It’s lose/lose all the way. There is a good story buried somewhere in Kelley Sane’s scattered screenplay, a tale to be told about a government so paranoid about losing power — and innocent people — that it would stoop to ridiculously reactionary measures to achieve minor Intel-objectives. Let’s not forget that El-Ibrihimi’s ordeal occurs because a random CIA agent is killed in a suicide bombing. Linking this man to the insignificant organization we see (these are radicals who plot their protests out in the open, after all) seems like much ado about saber rattling. None of the participants on either side of the situation seem to care about such a slash and burn approach. Apparently, they’d use a nuke to find a needle in a haystack as well.

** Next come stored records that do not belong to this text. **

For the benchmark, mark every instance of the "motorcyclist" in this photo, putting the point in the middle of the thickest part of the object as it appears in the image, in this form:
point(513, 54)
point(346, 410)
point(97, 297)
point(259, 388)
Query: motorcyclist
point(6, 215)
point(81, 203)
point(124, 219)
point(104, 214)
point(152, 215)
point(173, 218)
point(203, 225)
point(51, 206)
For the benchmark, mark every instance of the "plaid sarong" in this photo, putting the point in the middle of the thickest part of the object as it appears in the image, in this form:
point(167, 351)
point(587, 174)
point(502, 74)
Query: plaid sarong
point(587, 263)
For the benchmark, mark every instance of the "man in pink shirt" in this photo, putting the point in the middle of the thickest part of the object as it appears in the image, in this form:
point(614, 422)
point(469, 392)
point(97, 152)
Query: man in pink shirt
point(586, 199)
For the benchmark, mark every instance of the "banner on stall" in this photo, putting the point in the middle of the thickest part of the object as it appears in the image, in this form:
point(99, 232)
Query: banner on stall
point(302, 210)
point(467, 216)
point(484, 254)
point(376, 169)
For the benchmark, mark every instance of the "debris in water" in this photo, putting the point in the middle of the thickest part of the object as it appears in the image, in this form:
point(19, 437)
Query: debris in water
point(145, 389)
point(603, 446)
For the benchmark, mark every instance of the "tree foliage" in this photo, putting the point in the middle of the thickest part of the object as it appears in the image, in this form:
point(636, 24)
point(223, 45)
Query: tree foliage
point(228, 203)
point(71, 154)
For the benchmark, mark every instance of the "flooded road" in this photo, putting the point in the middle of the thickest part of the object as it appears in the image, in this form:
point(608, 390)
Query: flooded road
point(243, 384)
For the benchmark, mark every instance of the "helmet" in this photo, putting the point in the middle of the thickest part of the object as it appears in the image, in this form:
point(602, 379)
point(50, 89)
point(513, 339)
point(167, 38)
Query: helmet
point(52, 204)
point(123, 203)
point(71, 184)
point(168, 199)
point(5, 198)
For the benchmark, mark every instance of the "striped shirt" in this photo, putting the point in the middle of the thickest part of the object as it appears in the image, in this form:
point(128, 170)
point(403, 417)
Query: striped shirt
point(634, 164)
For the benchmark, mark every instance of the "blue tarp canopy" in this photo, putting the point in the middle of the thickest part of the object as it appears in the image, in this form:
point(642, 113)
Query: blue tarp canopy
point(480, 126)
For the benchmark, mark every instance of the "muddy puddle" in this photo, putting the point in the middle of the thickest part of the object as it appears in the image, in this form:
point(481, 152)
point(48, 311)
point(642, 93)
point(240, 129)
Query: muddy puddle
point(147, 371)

Without superb acting to pull us through the rougher bits, without a clear emotional connection to the events unfolding — heck, without a concrete idea about what is happening when — Rendition renders itself moot. It becomes an argument where the winner has already been determined, a debate without a clear pro/con dichotomy. Neither side we see is defensible, nor is it determinative. It appears to merely be the best way for Hollywood to state its artistically slanted agenda. Right or wrong, a sledgehammer and additional salt for the wounds never won anyone over — not even the already converted. Rendition is the reactionary as reality. It paints a portrait that very few, if any, can salute.